Stop everything you’re doing and take all your discipline and attention and focus it on the stream of thoughts that are constantly flowing through your head. Our thoughts are the levers in our lives. This is where a minimal amount of work can yield the maximum results. In truth, very small adjustments in the way you think can and will result in extraordinary changes in your life.
For example, if you’ve read Steven Covey’s great book, The 7 Habits of Highly Effective People, you know that proactivity and assertiveness are critical not just to success at work but effectiveness in all areas of our lives. I would say assertiveness has been one of my primary challenges in life – so much so that I have designed a to-do list strategy that prioritizes and attempts to focus me on the difficult and uncomfortable tasks first.
That said, true assertiveness isn’t going to be manifested from a creative to-do list approach. It arises in response to how much you value yourself and your role, as well as the comfort level you have in challenging and sometimes uncomfortable conversations. Until the mental structures around those are modified in your mind, true assertiveness will never become the norm in your life. It will be a constant test of your will rather than the fiber of your being.

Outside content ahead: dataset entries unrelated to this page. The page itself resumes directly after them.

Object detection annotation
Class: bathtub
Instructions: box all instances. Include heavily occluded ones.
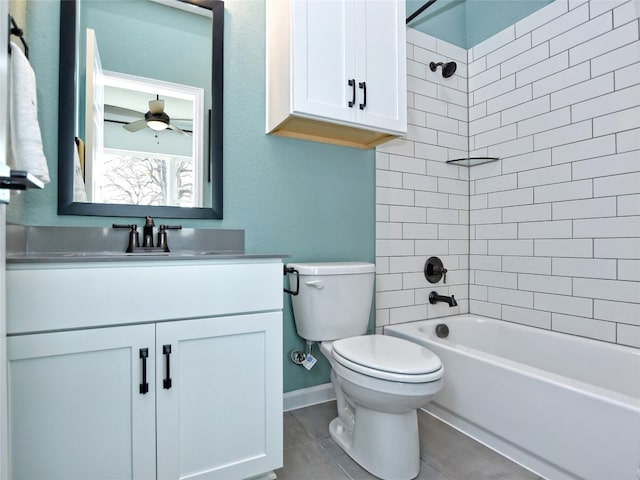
[384,315,640,480]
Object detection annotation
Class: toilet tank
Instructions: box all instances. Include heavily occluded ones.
[287,262,376,341]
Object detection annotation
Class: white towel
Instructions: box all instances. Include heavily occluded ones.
[73,142,87,202]
[9,42,49,183]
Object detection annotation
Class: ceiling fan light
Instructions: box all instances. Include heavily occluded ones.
[147,120,169,132]
[144,112,169,132]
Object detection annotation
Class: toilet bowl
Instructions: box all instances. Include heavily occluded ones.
[287,262,444,480]
[320,335,444,480]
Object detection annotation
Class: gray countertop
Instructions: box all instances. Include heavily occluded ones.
[7,225,288,265]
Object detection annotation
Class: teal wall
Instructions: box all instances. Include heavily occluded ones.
[8,0,375,391]
[407,0,553,49]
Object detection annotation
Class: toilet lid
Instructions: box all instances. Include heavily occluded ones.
[332,335,442,383]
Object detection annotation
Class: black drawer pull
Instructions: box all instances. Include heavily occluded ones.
[358,82,367,110]
[348,78,356,108]
[162,345,171,390]
[140,348,149,395]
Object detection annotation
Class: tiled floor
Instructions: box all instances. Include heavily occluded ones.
[276,402,540,480]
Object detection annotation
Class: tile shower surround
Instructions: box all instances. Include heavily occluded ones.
[376,0,640,347]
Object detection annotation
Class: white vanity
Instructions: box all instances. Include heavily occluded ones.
[7,255,282,480]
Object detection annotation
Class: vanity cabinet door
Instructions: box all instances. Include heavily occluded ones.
[156,312,282,479]
[7,325,156,480]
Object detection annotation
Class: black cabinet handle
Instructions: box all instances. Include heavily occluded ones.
[162,345,171,390]
[140,348,149,395]
[348,78,356,108]
[358,82,367,110]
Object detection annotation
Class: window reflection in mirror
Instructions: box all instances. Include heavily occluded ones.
[74,66,207,208]
[58,0,223,218]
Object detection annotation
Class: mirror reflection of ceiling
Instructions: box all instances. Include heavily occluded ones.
[407,0,553,49]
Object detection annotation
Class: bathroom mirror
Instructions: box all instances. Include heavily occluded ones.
[58,0,224,219]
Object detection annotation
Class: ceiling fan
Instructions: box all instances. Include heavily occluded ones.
[104,95,191,137]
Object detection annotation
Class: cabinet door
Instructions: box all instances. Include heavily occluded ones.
[291,0,357,122]
[353,0,407,132]
[7,325,155,480]
[156,312,282,479]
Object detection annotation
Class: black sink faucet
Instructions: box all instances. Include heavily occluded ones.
[429,292,458,307]
[142,215,156,248]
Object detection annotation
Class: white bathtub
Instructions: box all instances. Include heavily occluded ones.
[384,315,640,480]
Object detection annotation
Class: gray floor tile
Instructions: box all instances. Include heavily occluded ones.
[418,412,538,480]
[291,402,338,438]
[275,402,541,480]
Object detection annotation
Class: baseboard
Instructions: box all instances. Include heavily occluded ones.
[283,383,336,412]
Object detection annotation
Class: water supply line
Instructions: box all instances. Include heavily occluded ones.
[289,340,315,365]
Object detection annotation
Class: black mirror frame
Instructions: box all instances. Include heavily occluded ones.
[58,0,224,219]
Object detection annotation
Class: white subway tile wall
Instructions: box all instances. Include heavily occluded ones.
[469,0,640,347]
[376,0,640,348]
[376,29,470,329]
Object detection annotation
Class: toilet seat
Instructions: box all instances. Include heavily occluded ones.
[331,335,443,383]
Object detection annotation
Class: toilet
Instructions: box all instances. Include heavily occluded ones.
[287,262,444,480]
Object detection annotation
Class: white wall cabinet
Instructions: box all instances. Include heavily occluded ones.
[267,0,407,148]
[7,261,282,480]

Another example would be from Carol Dweck’s groundbreaking book, Mindset. Dweck asserts that the single most important characteristic for success is to have a growth mindset, or the perspective of gaining gratification from personal growth rather than extrinsic rewards.
It is a great model; however, becoming growth-oriented isn’t necessarily easy. You have to fundamentally change the way you think about things like risk, failure and ambiguity. This is a process that must be addressed at the very core of who you are, how you’ve been conditioned and how you think. You can only become growth-oriented by changing your mindset.
I have learned that every effort I make to improve myself is really about my perspective.
If I want to be a better parent, I must convert what is normally anger and frustration into empathy. If I want to lose weight, I must see food more as medicine for the body and less as something to be enjoyed. If I want more success at work, I must trust my instincts more, gain comfort in ambiguity and awkwardness, see failure as opportunity for growth, and completely change my perceptions of the people I work with and manage.
I like to think of my brain as a garden. The goal is to pull out the weeds and plant flowers. The weeds are the negative thoughts, what are known as counter-mindsets. If we do not pull them, they will grow and multiply, leaving no room for the joyful and meaningful lives we all want. The only way to create those lives is to eradicate the weeds and plant the flowers of growth-oriented, grateful, and empowering thoughts.
As Einstein said, “We cannot solve the problems we face at the same level of thinking that created them.” He also said that insanity is doing the same thing over and over and expecting different results. If we want new and better results, and want to live the lives of our dreams, we must shift our focus to the root of everything we ever have or will experience: our thoughts.